À l’occasion du 70e anniversaire du Refus Global, la Fondation du Collège André-Grasset a rendu hommage à son ancien professeur Paul-Émile Borduas, dans le cadre d’un souper-bénéfice hors du commun. C’est nul autre que, l’artiste gastronomique Nicolas Fonseca alias Mister Jaune, qui a créé une version inédite de son expérience In the Mouth inspirée par Borduas. Le souper-bénéfice, où avec l’aide de la magie des créateurs a su propager beaucoup de joie aux personnes présentes et s’est déroulé le vendredi 2 novembre au magnifique Centre Phi. Plus d’une centaine de personnes se sont rassemblées pour vivre cette expérience d’art vivant! La somme de 62 500 $ a été amassée et tous les profits seront dédiés pour donner accès aux étudiants issus de familles en situation financière précaire au Collège André-Grasset.

MERCI à nos partenaires:

Nous sommes reconnaissant d’avoir à titre de présentateur de la soirée, le Groupe Asselin-Lévesque, Valeurs Mobilières Desjardins, BMO, Gestion mondiale d’actifs à titre de commanditaire majeur, la Financière Banque Nationale et le Mouvement Desjardins. À ce groupe se joignent tous les donateurs et les personnes présentes qui ont accepté de vivre cette première expérience avec nous.

In the Mouth : une expérience où les histoires sont racontées, partagées et mangées

Présenté pour une première fois en octobre 2014, les soirées In the Mouth ont pris différents virages au cours des années, cette fois-ci en s’inspirant de la démarche et de l’esthétique de l’artiste automatiste Borduas. Comment pouvons-nous explorer le goût de la couleur ? Ou encore appliquer à la nourriture les techniques et les textures qui caractérisent son oeuvre? Au cours de cette soirée, Nicolas Fonseca propose de repenser notre relation à la nourriture et aux saveurs les plus personnelles, à travers le regard unique que Borduas portait sur la matérialité et la représentation. Toujours en plaçant les participants au centre de l’expérience; les menus et les interactions sont conçus autour de leurs biographies culinaires, collectées au moyen d’un questionnaire personnalisé. Une délicieuse incursion dans le monde de cet artiste emblématique : Borduas.

Le mouvement des «Food artists»

Mieux connu dans les villes où l’expérientiel a la cote comme à New York ou Londres, le mouvement des «food artists» est en plein essor. On peut penser aux New-Yorkaises Jennifer Rubel ou Emilie Baltz, aux Anglais Bombas & Parrl, à la Danoise Marije Vogelzang, au Thaïlandais Rirkrit Tiravanijan ou encore à l’Allemande Sonja Alhäuser qui introduisent la nourriture dans leurs oeuvres depuis plusieurs années, au musée, dans des espaces publiques ou lors d’événements.
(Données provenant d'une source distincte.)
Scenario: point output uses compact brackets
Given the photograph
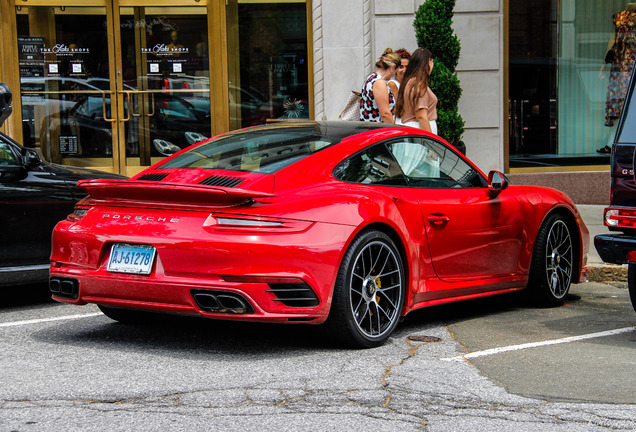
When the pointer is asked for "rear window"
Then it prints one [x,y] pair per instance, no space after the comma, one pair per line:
[263,151]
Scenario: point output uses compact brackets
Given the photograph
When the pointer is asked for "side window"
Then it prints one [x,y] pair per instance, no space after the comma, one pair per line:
[429,164]
[7,157]
[375,166]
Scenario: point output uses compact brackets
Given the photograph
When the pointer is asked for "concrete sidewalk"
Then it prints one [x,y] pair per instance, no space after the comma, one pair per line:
[599,271]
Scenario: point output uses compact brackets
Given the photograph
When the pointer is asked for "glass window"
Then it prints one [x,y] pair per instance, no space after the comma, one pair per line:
[375,166]
[427,163]
[63,58]
[7,157]
[570,63]
[269,74]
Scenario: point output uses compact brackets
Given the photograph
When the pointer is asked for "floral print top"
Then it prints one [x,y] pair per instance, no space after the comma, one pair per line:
[368,106]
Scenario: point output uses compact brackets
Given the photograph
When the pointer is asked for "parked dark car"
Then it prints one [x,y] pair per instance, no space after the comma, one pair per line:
[620,217]
[34,196]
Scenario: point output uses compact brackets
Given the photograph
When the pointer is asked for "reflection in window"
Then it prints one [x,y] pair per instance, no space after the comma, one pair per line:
[273,67]
[429,164]
[372,166]
[262,152]
[6,155]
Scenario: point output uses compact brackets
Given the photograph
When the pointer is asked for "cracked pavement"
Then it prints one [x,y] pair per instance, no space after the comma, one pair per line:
[93,374]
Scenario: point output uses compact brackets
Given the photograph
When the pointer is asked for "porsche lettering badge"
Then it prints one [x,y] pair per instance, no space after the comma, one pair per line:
[140,218]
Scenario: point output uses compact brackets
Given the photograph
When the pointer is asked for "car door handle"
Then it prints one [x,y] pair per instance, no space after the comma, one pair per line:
[438,219]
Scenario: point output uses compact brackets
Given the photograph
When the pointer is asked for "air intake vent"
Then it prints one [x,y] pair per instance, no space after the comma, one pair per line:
[224,181]
[294,294]
[154,176]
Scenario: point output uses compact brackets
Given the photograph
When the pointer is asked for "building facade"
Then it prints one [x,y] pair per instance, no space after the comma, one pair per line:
[110,83]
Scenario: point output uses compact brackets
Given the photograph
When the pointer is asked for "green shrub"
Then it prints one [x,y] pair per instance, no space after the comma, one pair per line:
[433,31]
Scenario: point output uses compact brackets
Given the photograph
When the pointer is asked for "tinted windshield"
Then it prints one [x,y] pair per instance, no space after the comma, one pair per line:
[264,151]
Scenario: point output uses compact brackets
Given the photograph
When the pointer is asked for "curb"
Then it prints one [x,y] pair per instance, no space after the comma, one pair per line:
[607,273]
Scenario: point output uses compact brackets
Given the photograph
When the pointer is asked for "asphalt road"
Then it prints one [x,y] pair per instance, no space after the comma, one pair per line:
[71,368]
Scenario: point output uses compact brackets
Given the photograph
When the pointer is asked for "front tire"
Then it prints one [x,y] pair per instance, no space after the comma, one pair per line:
[369,292]
[631,283]
[552,262]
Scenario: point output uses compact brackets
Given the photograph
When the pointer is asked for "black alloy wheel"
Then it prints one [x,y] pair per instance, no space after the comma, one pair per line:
[631,283]
[369,292]
[552,262]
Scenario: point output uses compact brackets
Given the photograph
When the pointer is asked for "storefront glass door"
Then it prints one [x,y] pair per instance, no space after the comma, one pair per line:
[66,84]
[115,85]
[165,80]
[120,84]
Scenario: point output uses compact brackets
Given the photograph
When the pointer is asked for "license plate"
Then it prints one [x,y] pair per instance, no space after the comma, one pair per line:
[136,259]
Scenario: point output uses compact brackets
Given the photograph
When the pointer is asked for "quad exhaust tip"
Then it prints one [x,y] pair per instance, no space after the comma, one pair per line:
[222,302]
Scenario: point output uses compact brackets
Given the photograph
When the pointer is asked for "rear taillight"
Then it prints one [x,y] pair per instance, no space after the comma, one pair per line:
[233,222]
[77,214]
[620,218]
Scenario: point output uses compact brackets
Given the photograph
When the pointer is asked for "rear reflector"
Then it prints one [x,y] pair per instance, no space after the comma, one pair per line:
[631,256]
[620,218]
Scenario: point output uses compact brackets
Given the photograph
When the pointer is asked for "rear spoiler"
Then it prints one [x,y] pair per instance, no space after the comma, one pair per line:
[149,193]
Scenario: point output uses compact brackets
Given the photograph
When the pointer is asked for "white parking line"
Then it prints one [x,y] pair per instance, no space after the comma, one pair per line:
[539,344]
[62,318]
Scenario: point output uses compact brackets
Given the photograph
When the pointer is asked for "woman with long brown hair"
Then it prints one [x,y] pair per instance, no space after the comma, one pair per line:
[416,103]
[376,100]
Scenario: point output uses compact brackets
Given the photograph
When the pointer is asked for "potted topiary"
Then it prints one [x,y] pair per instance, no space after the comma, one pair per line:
[433,31]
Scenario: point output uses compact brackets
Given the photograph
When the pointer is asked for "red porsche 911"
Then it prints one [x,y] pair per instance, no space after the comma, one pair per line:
[349,224]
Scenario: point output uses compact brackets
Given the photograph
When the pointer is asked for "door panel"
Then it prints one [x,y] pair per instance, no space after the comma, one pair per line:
[471,234]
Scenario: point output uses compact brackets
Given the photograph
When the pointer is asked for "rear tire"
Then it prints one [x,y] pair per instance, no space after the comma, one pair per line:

À la croisée des chemins entre l’installation artistique, le design et la culture foodie, ce mouvement définit un nouvel espace de création qui utilise la nourriture comme médium, faisant place à l’exploration sensorielle et créant de nouvelles façons de se rencontrer autour de la nourriture. À l’ère où les médias numériques sont ominiprésents, le travail de Nicolas Fonseca et de ces autres artistes immergent les gens au sein d’aventures culinaires sensuelles, où on découvre le plaisir de manger autrement et collectivement.
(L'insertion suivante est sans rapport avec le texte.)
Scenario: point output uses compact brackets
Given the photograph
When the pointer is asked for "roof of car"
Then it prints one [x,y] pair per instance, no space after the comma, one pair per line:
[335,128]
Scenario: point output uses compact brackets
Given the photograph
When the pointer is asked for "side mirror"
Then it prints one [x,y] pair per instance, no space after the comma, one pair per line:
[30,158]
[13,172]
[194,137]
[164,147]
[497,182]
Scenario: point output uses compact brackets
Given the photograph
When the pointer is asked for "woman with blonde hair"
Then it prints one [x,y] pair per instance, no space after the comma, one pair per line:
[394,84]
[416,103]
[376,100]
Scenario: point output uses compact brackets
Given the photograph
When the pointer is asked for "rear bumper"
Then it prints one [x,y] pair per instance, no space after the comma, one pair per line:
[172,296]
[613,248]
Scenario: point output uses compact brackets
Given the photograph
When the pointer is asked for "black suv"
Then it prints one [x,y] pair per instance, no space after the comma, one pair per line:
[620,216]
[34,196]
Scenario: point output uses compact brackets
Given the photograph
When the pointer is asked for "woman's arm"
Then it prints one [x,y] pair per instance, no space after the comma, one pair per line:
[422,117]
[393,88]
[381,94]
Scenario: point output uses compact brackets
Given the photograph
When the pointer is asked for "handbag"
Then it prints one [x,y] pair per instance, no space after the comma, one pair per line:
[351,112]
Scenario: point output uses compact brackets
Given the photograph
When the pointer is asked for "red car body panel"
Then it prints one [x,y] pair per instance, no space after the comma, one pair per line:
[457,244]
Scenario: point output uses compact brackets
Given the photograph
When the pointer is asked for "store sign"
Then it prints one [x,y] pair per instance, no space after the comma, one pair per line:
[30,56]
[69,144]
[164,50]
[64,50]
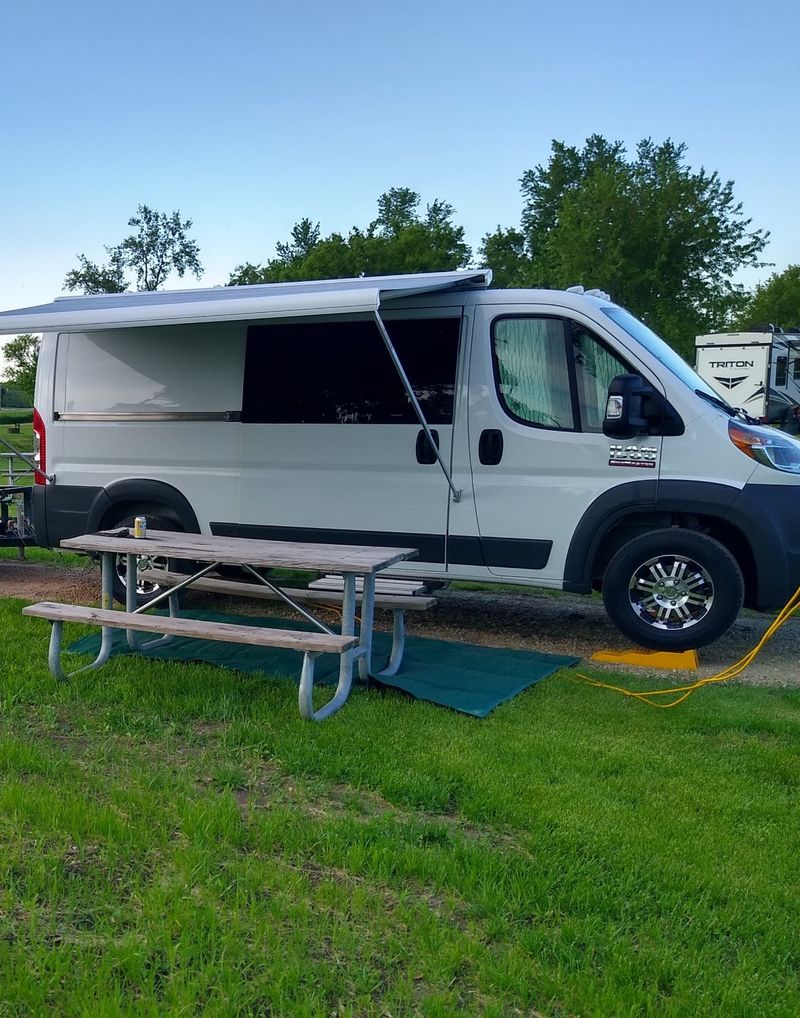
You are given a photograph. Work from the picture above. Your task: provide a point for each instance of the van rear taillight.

Le Collège André-Grasset, le mécénat d’hier à aujourd’hui

Reconnu pour son mécénat auprès de l’artiste automatiste Borduas, le fondateur Mgr Olivier Maurault, père sulpicien, a offert les frais de subsistance de l’artiste au Québec pour ensuite l’envoyer étudier en France (1928-1930) aux Ateliers d’art sacré. Une période marquante de sa carrière qui lui aura permis de découvrir les grandes œuvres des peintres européens dont Cézanne, une influence déterminante sur ses œuvres de jeunesse. Aujourd’hui, c’est en encourageant ce mouvement artistique émergent qu’est l’expérientiel que le Collège manifeste son intérêt pour l’art et son évolution, tout comme à l’époque du Refus Global.

Enfin, les pères sulpiciens ont toujours offert des bourses pour les jeunes talentueux issus d’un milieu défavorisé. Les profits de l’événement perpétuent cette chaîne de bonté qui aura comme impact d’influer le parcours de plusieurs vies.